Délai de stand still et concours
Le Conseil d’Etat rappelle que le délai de stand still ne s’impose qu’à la signature des marchés passés selon une procédure formalisée. Or, ni le Code de la commande publique ni les textes européens ne prévoient que le concours constitue une technique d’achat formalisée. Les textes prévoient, au contraire, que le marché conclu avec le lauréat d’un concours l’est sans publicité ni mise en concurrence préalable, et ce y compris si ce marché dépasse le seuil de la procédure formalisée.
Le CE confirme donc dans son arrêt du 13 mars* que le marché conclu avec le lauréat d’un concours n’est pas une procédure formalisée :
« Le respect du délai de suspension prévu à l’article R. 2182-1 du Code de la commande publique n’est exigé que pour les marchés qui sont passés selon une procédure formalisée et pour lesquels la publication préalable d’un avis de marché au Journal officiel de l’Union européenne est imposée et, d’autre part, qu’un marché de maîtrise d’œuvre conclu par le maître d’ouvrage avec l’un des lauréats d’un concours restreint n’a pas à être passé selon une procédure formalisée, quand bien même il répondrait à un besoin dont le montant est égal ou supérieur aux seuils de procédure formalisée et qu’un avis de concours devrait être publié en application de l’article R. 2162-15 du même code ».
Une conclusion simple et utile
Le respect d’un délai de stand still n’est pas obligatoire lors de la conclusion d’un marché avec le lauréat d’un concours, peu important la valeur du marché dont s’agit.

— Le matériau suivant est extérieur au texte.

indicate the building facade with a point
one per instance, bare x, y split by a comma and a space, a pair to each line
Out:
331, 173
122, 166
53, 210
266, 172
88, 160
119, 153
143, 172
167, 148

Apport additionnel de cet arrêt du 13 mars 2025*
L’acheteur avait informé les candidats de son intention de respecter un délai de stand still avant la signature du contrat, ce qu’il n’a finalement pas fait. Il s’agissait donc pour le requérant d’un manquement : l’Administration se doit de respecter les règles de procédure qu’elle a librement décidé de s’imposer (CE, 10 octobre 1994, Ville de Toulouse, n° 108691).
Le CE rappelle que les manquements pouvant survenir de la sorte sont limitativement fixés par la loi et que l’irrespect d’un délai auquel s’astreint librement la personne publique ne fait pas partie des manquements en question.